CVS manager calls police on black woman over coupon
A CVS manager called the police on a black woman over a coupon dispute.
A black woman said a CVS store manager in Chicago called the police after questioning the legitimacy of her coupon -- and posted the confrontation on social media in a video that has gone viral.
Camilla Hudson told ABC News that when she went into the CVS in Edgewater Glen Friday night and the coupon didn't work, the manager, Morry Matson, asked for help from another supervisor. That's when that unidentified manager questioned whether the coupon was fraudulent.
"In saying it’s fraudulent and it looks handwritten, which it didn’t to me, he [the manager assisting Matson] was essentially calling me a liar, a thief, a forger," Hudson told ABC News.
Matson then called the police -- and Hudson began recording him with her cell phone.
During the phone call with police, Matson -- who appears to be visibly shaking -- describes Hudson as “African-American,” to which she responds, “Black."
"No, I’m not African-American, I’m black," she can be heard saying off camera. "Black isn’t a bad word.”
Hudson said in her Facebook post that three officers responded to Matson’s call, and she spoke with them before leaving the store. She said the police then told her that Matson, as an employee of CVS, had the right to ask her to leave the property. She says she was not asked to do that until the officers arrived.
The Chicago Police Department said officers responded to a call of "an assault in progress."
"Police were informed that a female was inside the store threatening the staff and refusing to leave," the department said in a statement. "Victim did not press charges and no police report was filed."
But Hudson said she was just angry because of the accusation that she'd try to use a fake coupon.
"There was no intention, there was no agenda, I was just upset. I’d been confronted, I’d been called a liar, a thief, a forger, about a coupon at a pharmacy. So I made my post and it was only when I got home did I add a review to the CVS website. I added the video to my original post and then it’s blossomed and grown into what it is now," Hudson told ABC News.
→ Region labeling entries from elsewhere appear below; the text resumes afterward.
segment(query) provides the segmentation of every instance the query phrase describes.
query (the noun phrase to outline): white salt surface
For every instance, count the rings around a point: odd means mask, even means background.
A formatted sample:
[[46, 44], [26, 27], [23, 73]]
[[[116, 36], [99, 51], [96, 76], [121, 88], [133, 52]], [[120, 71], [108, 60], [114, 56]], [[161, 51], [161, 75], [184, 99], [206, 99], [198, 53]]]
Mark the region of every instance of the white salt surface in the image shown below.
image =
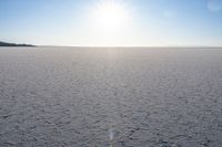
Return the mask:
[[0, 48], [1, 147], [221, 145], [221, 49]]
The post has been shared by more than 200 people and viewed by more than 125,000 as of Sunday night.
A CVS spokesperson said they later contacted Hudson. The company said in a statement that it has begun an "investigation."
“We will take any corrective action that is warranted to prevent it from happening again,” the spokesman said. “CVS Pharmacy does not tolerate any practices that discriminate against any customer and we are committed to maintaining a welcoming and diverse environment in our stores.”
Matson declined to comment to ABC News about the incident.
This incident follows a recent string of what some people are calling racist incidents around the country that have gone viral online. Many of these incidents are generally followed by criticisms on social media.
Earlier this month, an unidentified white woman in Georgia threatened to report a black woman for smoking in a parking garage.
In June, a woman in Oakland called the police on a young black girl selling water bottles outside of her apartment complex.
And in May, Jennifer Schulte, a white woman, called the police on a group of black people who were legally barbecuing at a public park in Oakland.